Willet’s face didn’t soften, but her posture did, just marginally.
“My great-grandfather was captured in Malaya, sir. He died on the Burma railway in 1943. The Japs caught him trying to escape, killed nine of his mates right there in front of him. Then they tied him to a tree and used him for bayonet practice. But right now, he’s in Changi. I never knew him, of course. But I loved my granddad, and I remember him crying when he’d talk about his father. I’d like to give him back his old man.”
Captain Francois mashed the palms of her hands into the balls of her eyes, trying to rub out the feeling of hot sand. She hadn’t slept in twenty-six hours, and it was beginning to affect her judgment. She would need to get some time in the rack very soon. But first she had one more cut to make.
She leaned forward, her lower back aching, and scanned the list again. The screen showed a register of every patient she might—just might, mind you—be able to transfer from the fleet’s shipborne hospitals to Pearl’s more primitive shore-based facilities. She needed to free up another 150 beds to accommodate the critical cases they would likely pick up in Singapore and Luzon.
She just didn’t see how she could do it without killing at least seventy or eighty patients.
“What a fucked-up way to earn a dollar,” she grumbled.
Perhaps the burn case off the Astoria? They’re used to dealing with burns here. Perhaps he could go ashore.
She reached out to click the mouse and consign the man to dark ages medicine.

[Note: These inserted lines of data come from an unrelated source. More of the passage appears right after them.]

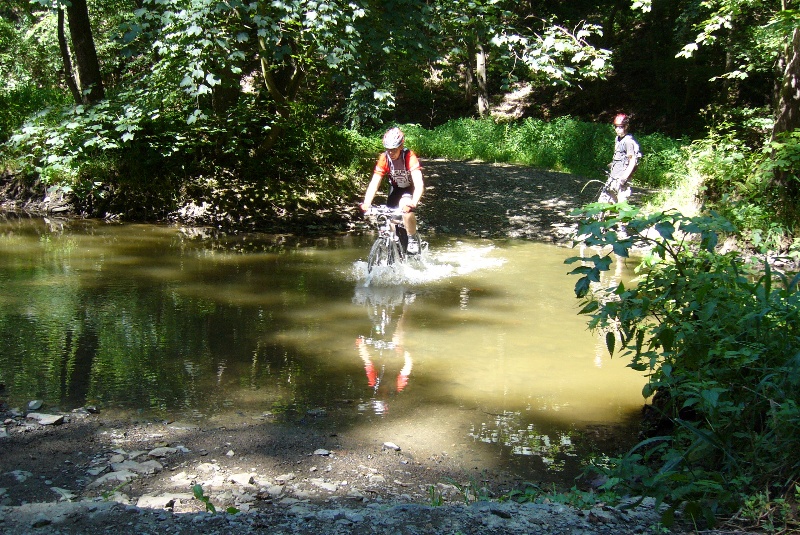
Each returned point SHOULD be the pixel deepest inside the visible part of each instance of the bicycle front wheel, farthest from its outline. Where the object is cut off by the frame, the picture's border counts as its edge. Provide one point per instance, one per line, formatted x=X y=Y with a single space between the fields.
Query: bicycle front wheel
x=384 y=252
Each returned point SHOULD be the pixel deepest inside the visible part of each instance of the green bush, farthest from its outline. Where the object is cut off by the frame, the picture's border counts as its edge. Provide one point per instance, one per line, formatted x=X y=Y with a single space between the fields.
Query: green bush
x=719 y=340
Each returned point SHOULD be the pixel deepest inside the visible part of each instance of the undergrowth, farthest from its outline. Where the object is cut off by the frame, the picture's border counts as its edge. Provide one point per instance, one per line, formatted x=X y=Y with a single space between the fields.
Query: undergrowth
x=718 y=339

“No,” she sighed, stopping herself. “He’d die for sure.”
She spat a quiet curse at the ceiling of her office and went back to the start of the list.
At her elbow lay another file, one she pored over compulsively when she wasn’t working on the patient lists. It was the results of her postmortem examination of Anderson and Miyazaki. It included the DNA profiles of the men who’d raped the Leyte Gulf’s captain. She felt sick every time she read it. But she was convinced that if Anderson and Miyazaki were to have justice, it would come from their own people. Not from someone like “Buster” Cherry.